Joel is a young Australian military who worked in the hottest areas of the world (including Afghanistan) with his Explosive Detection Dogs Unit (I don’t know the proper name). He is one of the kindest person I’ve ever met in my life.
When we arrived at his home he was out for work but he already told us to come, so he just left us his home keys with a letter, pleasing us to enjoy his house for the time we needed it. Amazing.
I still have his letter.
Australia gave me a lot. An experience like the Working Holiday, should be “mandatory” for every boys and girls, after their diploma or graduation. Like a kind of “military service” for life, a way more useful than the National Service.

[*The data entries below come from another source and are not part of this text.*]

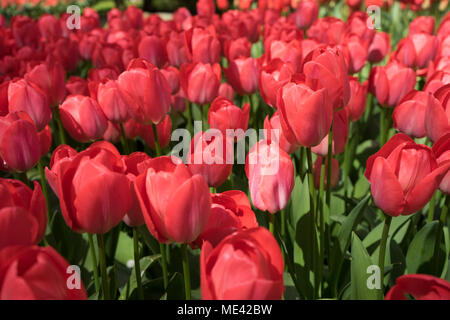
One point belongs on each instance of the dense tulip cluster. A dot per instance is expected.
(246, 140)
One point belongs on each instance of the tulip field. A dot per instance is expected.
(225, 150)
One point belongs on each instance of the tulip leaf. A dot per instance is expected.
(421, 249)
(360, 264)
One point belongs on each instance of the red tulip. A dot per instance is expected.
(163, 129)
(226, 91)
(358, 95)
(153, 49)
(441, 150)
(437, 117)
(37, 273)
(391, 83)
(50, 79)
(340, 135)
(417, 50)
(23, 213)
(306, 14)
(419, 286)
(246, 265)
(20, 147)
(94, 192)
(287, 52)
(422, 24)
(175, 204)
(274, 123)
(242, 74)
(113, 101)
(272, 77)
(203, 46)
(409, 114)
(379, 47)
(237, 48)
(149, 90)
(270, 174)
(326, 68)
(209, 156)
(317, 172)
(305, 114)
(224, 115)
(134, 217)
(83, 118)
(176, 50)
(404, 175)
(200, 82)
(27, 97)
(230, 211)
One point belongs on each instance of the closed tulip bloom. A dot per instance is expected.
(243, 74)
(223, 115)
(37, 273)
(317, 167)
(23, 213)
(209, 156)
(379, 47)
(390, 83)
(358, 96)
(134, 217)
(417, 50)
(246, 265)
(437, 117)
(50, 78)
(420, 287)
(340, 135)
(175, 203)
(436, 81)
(93, 189)
(305, 114)
(422, 24)
(20, 147)
(288, 52)
(326, 68)
(113, 101)
(230, 211)
(404, 175)
(150, 91)
(203, 46)
(177, 52)
(164, 130)
(409, 114)
(83, 118)
(270, 174)
(26, 96)
(237, 48)
(226, 91)
(275, 131)
(441, 150)
(306, 14)
(200, 82)
(272, 77)
(153, 49)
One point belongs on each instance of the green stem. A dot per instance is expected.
(44, 188)
(102, 256)
(94, 262)
(123, 140)
(137, 266)
(382, 252)
(62, 135)
(187, 276)
(162, 251)
(155, 137)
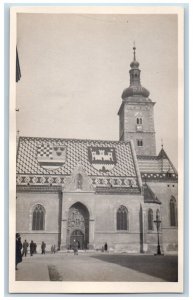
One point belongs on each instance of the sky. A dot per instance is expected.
(75, 67)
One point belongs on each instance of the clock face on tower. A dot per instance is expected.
(139, 127)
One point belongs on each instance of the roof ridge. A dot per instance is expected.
(74, 139)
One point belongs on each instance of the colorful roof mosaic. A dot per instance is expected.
(49, 156)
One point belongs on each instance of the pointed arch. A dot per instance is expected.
(150, 219)
(122, 218)
(38, 218)
(79, 181)
(173, 212)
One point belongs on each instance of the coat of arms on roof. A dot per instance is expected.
(51, 155)
(102, 158)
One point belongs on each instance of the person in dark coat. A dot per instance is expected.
(31, 246)
(25, 246)
(35, 248)
(43, 247)
(18, 257)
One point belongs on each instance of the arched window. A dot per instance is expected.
(173, 212)
(38, 221)
(122, 223)
(140, 143)
(79, 182)
(150, 219)
(157, 214)
(139, 121)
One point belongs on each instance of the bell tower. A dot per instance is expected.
(136, 114)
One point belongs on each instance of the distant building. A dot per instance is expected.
(92, 192)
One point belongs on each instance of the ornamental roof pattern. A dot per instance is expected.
(76, 153)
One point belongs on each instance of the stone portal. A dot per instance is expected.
(78, 226)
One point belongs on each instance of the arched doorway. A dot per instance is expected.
(78, 226)
(77, 238)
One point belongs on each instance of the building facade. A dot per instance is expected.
(93, 192)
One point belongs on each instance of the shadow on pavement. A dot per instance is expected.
(164, 267)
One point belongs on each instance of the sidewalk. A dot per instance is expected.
(31, 269)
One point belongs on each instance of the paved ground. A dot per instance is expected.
(97, 267)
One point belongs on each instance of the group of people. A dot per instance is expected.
(105, 247)
(22, 249)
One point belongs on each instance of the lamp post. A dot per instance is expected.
(158, 222)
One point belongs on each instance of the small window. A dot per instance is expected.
(173, 212)
(122, 218)
(38, 222)
(79, 182)
(139, 143)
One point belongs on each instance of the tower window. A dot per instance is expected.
(139, 143)
(173, 212)
(122, 218)
(38, 222)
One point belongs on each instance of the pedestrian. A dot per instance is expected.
(43, 247)
(31, 246)
(75, 248)
(18, 248)
(35, 248)
(25, 246)
(106, 247)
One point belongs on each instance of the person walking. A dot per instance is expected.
(31, 246)
(25, 246)
(75, 248)
(18, 248)
(43, 247)
(35, 248)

There’s no graduation or diploma that makes you grow up like a solitary experience abroad, in a far away country, learning a new language and managing how to solve problems alone everyday in different situations – good or not – with all the difficulties and the funs of the case.
My Australian Experience is finished here, and the nostalgia is always high even now, not less emotional than the time when the airplane left Sydney to take us away.
It’s been my very first time abroad alone for such a long period, and everything it happened to me, beautiful things and shitty things. I met a lot of people from all over the world and even from a few steps from home. Some of them let me an indelibly mark for the rest of my life and they’ll always be a part of it, at least inside me and my memories.
On the 13th of September we left Sydney heading to our new adventure: the Vietnam!